Né le 11 janvier 1940 à Enyandong dans le département du Kupe-Manenguba, John Ebong Ngole a, comme la plupart des citoyens de l’ex Cameroun occidental, fait ses études supérieures au Nigeria. Après ses études au Cameroon Protestant College Bali dans le Nord-ouest, ce fils de pasteur a pris le chemin du Nigeria pour les universités d’Enugu et du Nigeria où il se forme en Droit et en Relations internationales. Mais c’est à la préfectorale que l’homme revenu au Cameroun servir le Cameroun « réuni ». Le site camerlex.com remonte son cursus administratif.

En 1966, Ebong Ngole est nommé préfet du Bui (Kumbo), puis muté dans la Momo (Mbengwi), avant d’atterrir à la tête de la Mezam (Bamenda) le 24 mars 1972. La même année, l’homme est muté dans le Donga-Mantung en août, avant de retourner deux ans après dans le Bui. Deux ans après, l’homme quitte le Nord-ouest pour le Sud-ouest. Pour trois départements : le Fako (Limbé), la Manyu (Mamfé) et le Ndian (Mundemba). Les portes de la province du Sud-ouest lui sont ouvertes en 1989, pour deux ans. L’ancien préfet qui a administré plusieurs départements du Nord-ouest hérite des fonctions de gouverneur de la région qui vient de vivre la naissance du Social democratic front (Sdf) le 26 mai 1990. Arès avoir souffert le chaud et le froid des Villes mortes, John Ebong Ngole est rappelé à Yaoundé pour être nommé ministre chargé de missions à la présidence de la République.
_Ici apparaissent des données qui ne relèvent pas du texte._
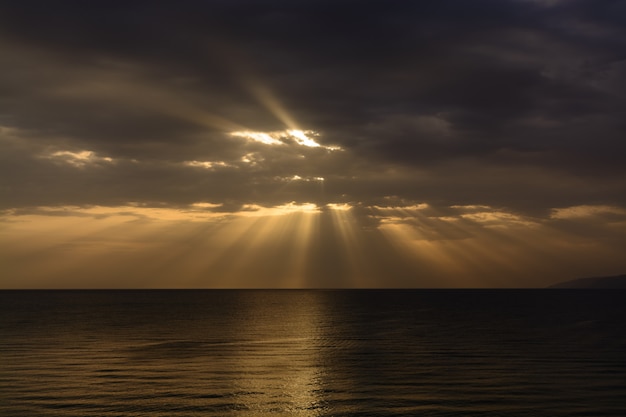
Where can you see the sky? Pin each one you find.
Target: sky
(311, 144)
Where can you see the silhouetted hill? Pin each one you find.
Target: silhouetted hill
(616, 282)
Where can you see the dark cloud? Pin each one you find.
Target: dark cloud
(516, 104)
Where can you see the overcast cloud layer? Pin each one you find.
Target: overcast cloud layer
(515, 106)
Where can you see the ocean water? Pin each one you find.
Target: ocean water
(313, 353)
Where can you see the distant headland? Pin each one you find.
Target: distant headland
(615, 282)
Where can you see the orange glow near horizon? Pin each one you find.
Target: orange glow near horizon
(287, 246)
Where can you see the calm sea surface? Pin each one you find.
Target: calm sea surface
(313, 353)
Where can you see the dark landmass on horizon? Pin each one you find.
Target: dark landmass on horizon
(614, 282)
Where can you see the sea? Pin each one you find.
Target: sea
(313, 353)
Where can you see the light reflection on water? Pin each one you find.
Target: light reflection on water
(312, 353)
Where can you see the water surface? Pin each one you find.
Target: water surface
(313, 353)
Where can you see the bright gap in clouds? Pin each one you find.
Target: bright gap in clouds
(283, 137)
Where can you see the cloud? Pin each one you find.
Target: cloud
(430, 122)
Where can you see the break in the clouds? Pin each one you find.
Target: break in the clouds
(440, 132)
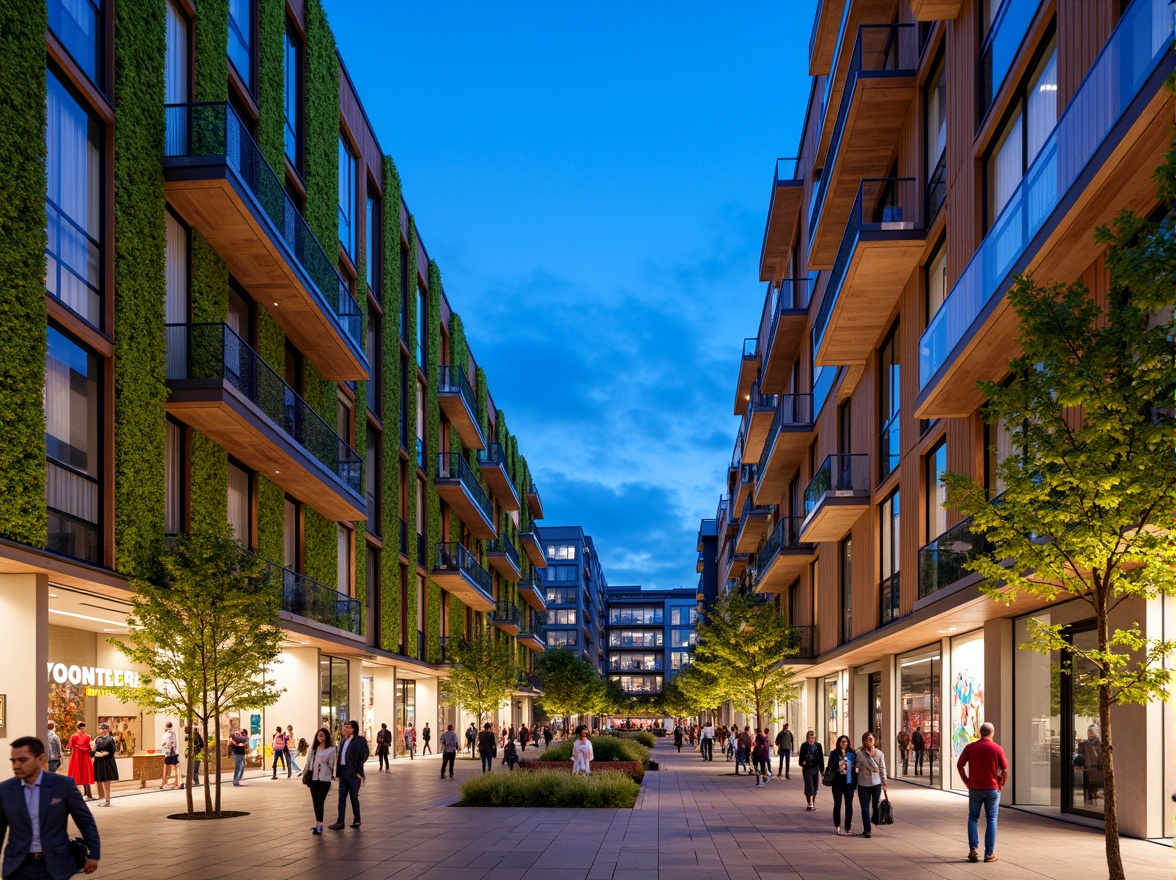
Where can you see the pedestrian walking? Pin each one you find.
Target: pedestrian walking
(353, 753)
(784, 745)
(844, 782)
(984, 770)
(869, 766)
(40, 848)
(382, 746)
(106, 768)
(582, 753)
(487, 747)
(321, 768)
(810, 759)
(238, 742)
(448, 742)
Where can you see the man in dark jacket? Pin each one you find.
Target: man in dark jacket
(353, 754)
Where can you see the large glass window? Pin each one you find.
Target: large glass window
(240, 39)
(73, 205)
(890, 402)
(888, 515)
(78, 25)
(293, 97)
(72, 431)
(347, 202)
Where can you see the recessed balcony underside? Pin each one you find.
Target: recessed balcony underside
(881, 104)
(458, 584)
(783, 220)
(833, 517)
(874, 280)
(208, 198)
(784, 567)
(220, 411)
(470, 512)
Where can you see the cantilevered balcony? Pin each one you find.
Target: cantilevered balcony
(783, 557)
(782, 330)
(756, 421)
(783, 219)
(460, 405)
(1097, 160)
(506, 618)
(307, 598)
(534, 504)
(941, 562)
(748, 366)
(788, 438)
(503, 559)
(458, 573)
(874, 107)
(836, 495)
(459, 487)
(754, 521)
(219, 385)
(493, 464)
(530, 591)
(218, 180)
(881, 247)
(534, 548)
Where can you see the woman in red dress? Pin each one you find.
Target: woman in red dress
(81, 766)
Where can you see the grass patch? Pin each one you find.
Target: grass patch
(549, 788)
(603, 748)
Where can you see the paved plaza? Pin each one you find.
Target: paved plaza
(693, 821)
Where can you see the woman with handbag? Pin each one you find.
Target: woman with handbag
(320, 770)
(839, 774)
(812, 761)
(869, 765)
(106, 770)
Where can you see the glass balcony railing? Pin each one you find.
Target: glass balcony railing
(1135, 50)
(214, 131)
(453, 466)
(840, 474)
(213, 351)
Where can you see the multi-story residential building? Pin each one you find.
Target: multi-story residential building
(947, 146)
(573, 585)
(218, 307)
(652, 634)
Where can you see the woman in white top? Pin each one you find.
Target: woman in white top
(581, 753)
(320, 767)
(869, 767)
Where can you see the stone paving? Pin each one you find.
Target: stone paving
(694, 820)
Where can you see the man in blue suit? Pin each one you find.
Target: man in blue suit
(34, 811)
(353, 753)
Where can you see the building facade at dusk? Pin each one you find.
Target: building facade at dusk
(946, 147)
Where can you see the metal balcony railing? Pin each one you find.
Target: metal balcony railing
(213, 351)
(213, 131)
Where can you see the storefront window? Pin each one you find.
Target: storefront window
(917, 740)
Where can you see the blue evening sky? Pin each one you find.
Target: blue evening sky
(593, 180)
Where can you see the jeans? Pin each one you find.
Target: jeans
(989, 799)
(349, 786)
(868, 799)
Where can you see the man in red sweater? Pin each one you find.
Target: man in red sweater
(984, 770)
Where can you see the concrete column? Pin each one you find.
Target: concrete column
(25, 610)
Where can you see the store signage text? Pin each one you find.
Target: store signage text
(92, 675)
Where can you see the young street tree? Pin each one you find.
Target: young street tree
(482, 675)
(1090, 486)
(207, 638)
(742, 645)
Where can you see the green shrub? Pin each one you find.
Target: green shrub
(603, 748)
(549, 788)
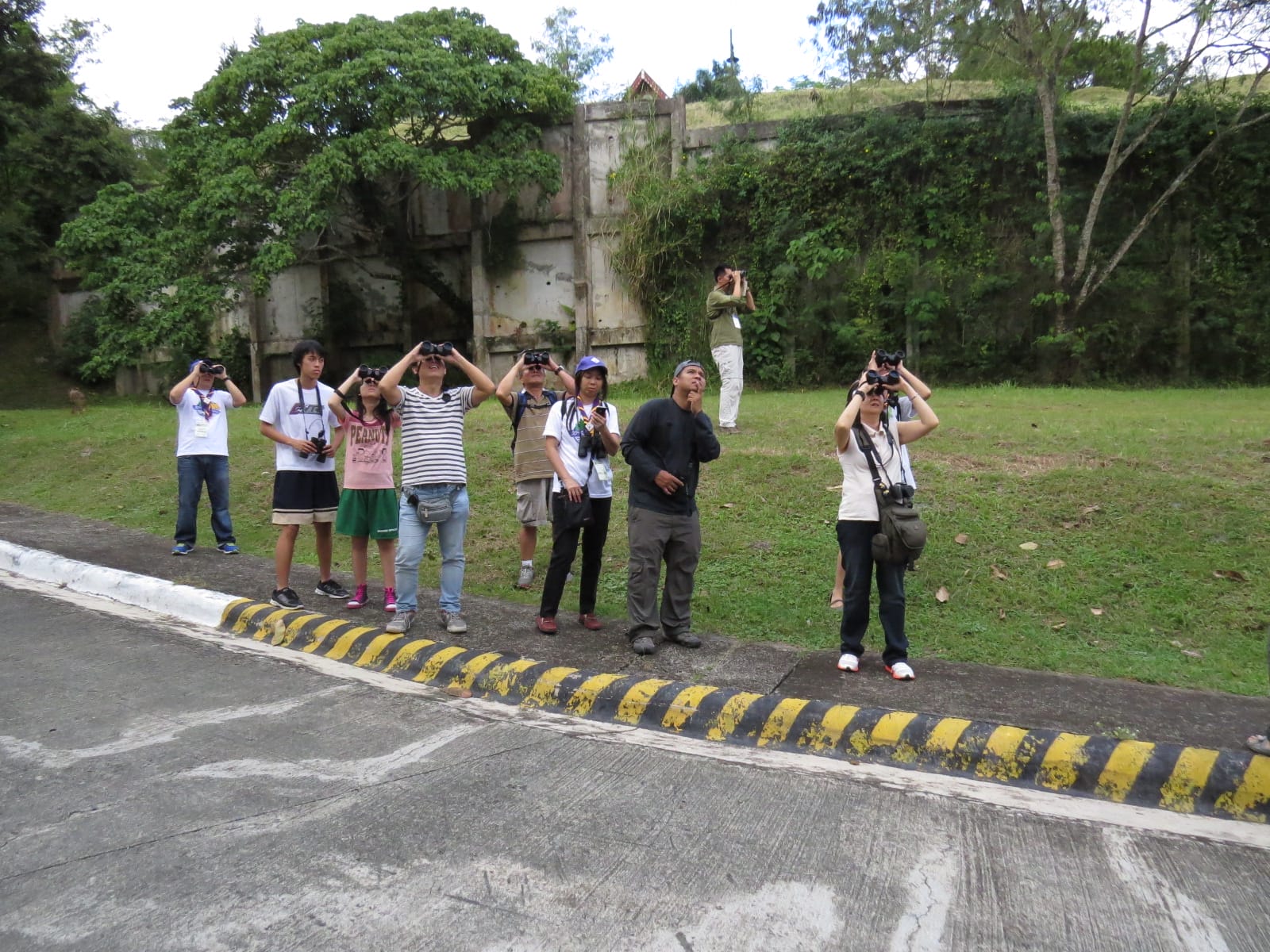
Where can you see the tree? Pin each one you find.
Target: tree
(56, 149)
(1043, 40)
(572, 51)
(306, 149)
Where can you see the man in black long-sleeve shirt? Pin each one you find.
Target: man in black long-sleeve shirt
(664, 444)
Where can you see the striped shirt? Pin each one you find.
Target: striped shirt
(432, 436)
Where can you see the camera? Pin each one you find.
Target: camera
(888, 380)
(319, 446)
(899, 493)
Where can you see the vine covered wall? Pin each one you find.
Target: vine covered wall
(926, 228)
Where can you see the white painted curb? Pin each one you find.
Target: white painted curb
(158, 596)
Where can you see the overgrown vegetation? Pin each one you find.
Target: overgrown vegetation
(1146, 509)
(925, 228)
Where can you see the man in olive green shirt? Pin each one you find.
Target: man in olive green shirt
(729, 298)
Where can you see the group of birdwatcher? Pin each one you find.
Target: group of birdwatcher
(564, 441)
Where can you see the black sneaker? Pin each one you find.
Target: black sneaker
(286, 598)
(332, 589)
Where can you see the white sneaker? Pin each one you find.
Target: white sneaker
(901, 670)
(849, 663)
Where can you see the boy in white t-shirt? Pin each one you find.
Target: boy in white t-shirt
(203, 454)
(298, 419)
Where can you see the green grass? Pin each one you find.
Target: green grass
(1142, 495)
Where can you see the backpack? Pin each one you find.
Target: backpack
(521, 403)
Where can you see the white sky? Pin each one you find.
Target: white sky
(156, 52)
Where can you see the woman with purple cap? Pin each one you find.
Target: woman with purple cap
(581, 438)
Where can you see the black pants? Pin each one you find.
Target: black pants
(855, 543)
(564, 547)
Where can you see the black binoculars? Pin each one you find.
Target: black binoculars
(892, 359)
(887, 380)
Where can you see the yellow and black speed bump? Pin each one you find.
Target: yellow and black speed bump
(1185, 780)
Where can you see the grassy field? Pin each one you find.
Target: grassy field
(1147, 511)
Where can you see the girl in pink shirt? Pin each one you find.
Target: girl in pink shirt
(368, 503)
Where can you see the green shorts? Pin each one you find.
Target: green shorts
(368, 513)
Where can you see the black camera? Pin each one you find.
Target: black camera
(899, 493)
(319, 446)
(888, 380)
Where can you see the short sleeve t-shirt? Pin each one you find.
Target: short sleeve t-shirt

Avec ce décès, John Ebong Ngole échappe à une humiliation à laquelle il était exposé. L’homme était embarqué dans l’affaire Charles Metouk. Après avoir été limogé de la direction générale de l’entreprise pétrolière en février 2013, Charles Metouk avait réussi à se glisser plusieurs fois dans son ancien bureau après la passation de documents avec son successeur. La nouvelle proie de l’opération Epervier avait présenté une lettre du PCA lui accordant l’autorisation d’accéder à son bureau pour « préparer la transmission des dossiers au nouveau directeur général». Depuis, John Ebong Ngole se bat à échapper à la prison. En 2019, l’homme a été débarqué de la présidence du Conseil d’administration (remplacé par Bertha Ndoh), afin de préparer librement sa défense. Lui qui comparaissait libre. Une nouvelle audience de l’affaire était d’ailleurs prévue ce jour au tribunal criminel spécial.